Limitations & Future Work

  1. The authors note that artifacts may still occur in small regions like hands, which could be mitigated by utilizing higher resolutions or larger models like SDXL.
  2. The collection of point pairs relies on the matching quality of pre-trained SD features, which might fail under extreme deformations.
  3. Currently only static images are supported; extending this to video try-on is a promising direction.
  4. Whether the maximum of K=24 control points is sufficient to cover all fine-grained control requirements remains to be explored further.
  5. The metric used to quantitatively evaluate manipulability (landmark distance) relies extensively on the accuracy of the FashionAI detector.

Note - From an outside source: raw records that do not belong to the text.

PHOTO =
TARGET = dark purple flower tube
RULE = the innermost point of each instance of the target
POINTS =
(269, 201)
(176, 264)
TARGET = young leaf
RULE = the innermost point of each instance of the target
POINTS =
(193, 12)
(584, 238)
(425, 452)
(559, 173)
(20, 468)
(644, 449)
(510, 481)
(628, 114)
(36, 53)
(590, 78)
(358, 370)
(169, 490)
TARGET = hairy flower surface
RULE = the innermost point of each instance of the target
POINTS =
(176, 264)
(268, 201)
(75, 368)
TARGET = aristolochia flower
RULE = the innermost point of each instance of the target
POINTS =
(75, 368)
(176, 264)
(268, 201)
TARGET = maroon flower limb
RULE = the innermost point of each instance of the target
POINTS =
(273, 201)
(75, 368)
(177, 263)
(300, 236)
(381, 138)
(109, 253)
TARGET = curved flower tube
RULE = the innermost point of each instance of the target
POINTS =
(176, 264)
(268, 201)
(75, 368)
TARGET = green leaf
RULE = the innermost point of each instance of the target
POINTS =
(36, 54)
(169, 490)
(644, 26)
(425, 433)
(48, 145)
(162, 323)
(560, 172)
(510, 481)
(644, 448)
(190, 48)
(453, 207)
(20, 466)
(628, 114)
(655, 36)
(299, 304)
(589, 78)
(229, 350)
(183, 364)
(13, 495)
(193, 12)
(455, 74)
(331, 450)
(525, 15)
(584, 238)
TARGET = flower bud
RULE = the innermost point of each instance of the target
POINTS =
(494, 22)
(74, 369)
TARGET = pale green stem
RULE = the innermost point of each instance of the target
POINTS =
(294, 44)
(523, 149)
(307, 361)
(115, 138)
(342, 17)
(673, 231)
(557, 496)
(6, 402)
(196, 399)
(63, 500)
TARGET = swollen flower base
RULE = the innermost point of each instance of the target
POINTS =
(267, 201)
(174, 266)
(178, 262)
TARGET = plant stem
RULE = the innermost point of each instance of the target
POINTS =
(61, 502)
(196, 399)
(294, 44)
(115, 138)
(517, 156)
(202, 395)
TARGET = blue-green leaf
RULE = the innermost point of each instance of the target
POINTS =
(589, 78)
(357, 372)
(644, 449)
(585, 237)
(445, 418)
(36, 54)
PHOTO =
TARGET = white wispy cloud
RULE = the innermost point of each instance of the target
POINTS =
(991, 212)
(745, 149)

  • DragGAN/DragDiffusion: Drag-based image editing methods, which lack precision in clothing scenarios and often distort human body structures.

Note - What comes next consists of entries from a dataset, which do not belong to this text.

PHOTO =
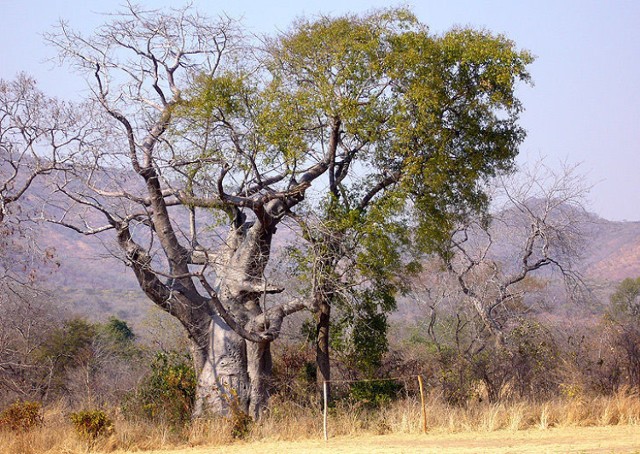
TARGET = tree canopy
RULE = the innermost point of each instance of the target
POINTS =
(368, 131)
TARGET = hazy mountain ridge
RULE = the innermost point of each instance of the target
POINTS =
(91, 280)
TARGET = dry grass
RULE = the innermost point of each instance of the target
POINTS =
(288, 422)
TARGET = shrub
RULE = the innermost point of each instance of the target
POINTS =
(167, 394)
(92, 423)
(21, 416)
(375, 393)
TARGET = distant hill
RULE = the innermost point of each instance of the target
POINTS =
(92, 281)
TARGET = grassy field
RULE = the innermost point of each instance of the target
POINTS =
(598, 424)
(612, 439)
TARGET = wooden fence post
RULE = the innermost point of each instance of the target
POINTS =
(424, 407)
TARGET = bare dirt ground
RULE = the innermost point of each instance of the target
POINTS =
(611, 439)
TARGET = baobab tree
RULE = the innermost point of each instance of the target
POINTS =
(208, 143)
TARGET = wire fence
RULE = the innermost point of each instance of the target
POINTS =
(405, 380)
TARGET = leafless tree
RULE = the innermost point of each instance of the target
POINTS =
(38, 136)
(156, 178)
(538, 223)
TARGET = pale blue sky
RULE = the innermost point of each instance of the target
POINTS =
(584, 107)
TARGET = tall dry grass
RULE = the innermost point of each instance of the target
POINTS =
(287, 421)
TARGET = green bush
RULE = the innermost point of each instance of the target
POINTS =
(167, 394)
(92, 423)
(21, 416)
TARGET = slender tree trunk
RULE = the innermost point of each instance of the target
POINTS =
(323, 362)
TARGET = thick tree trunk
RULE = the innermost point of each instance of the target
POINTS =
(234, 374)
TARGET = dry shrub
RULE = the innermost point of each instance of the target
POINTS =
(288, 421)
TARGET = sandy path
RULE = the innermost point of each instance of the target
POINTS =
(612, 439)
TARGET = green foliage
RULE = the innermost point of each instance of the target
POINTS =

  • TryOnDiffusion: Also utilizes a dual U-Net, but requires massive multi-pose training data and lacks support for wearing style control.
  • StableVITON: Employs zero cross-attention to condition spatial encoders but achieves inferior detail preservation compared to Reference U-Net.
  • Insight: The semantic correspondence ability of diffusion models can serve as a general-purpose tool for dense matching of non-rigid objects.

Rating

  • Novelty: ⭐⭐⭐⭐⭐ It proposes the concept and complete solution for manipulable virtual try-on for the first time, with an elegantly designed sparse correspondence alignment.
  • Experimental Thoroughness: ⭐⭐⭐⭐ Evaluated on both standard and controllable dimensions with comprehensive ablations, though lacking user studies.
  • Writing Quality: ⭐⭐⭐⭐ The illustrations are rich and intuitive, the methodology description is clear, and the application scenarios are well demonstrated.
  • Value: ⭐⭐⭐⭐⭐ Directly applicable in the fashion industry, opening up a new interaction paradigm for virtual try-on.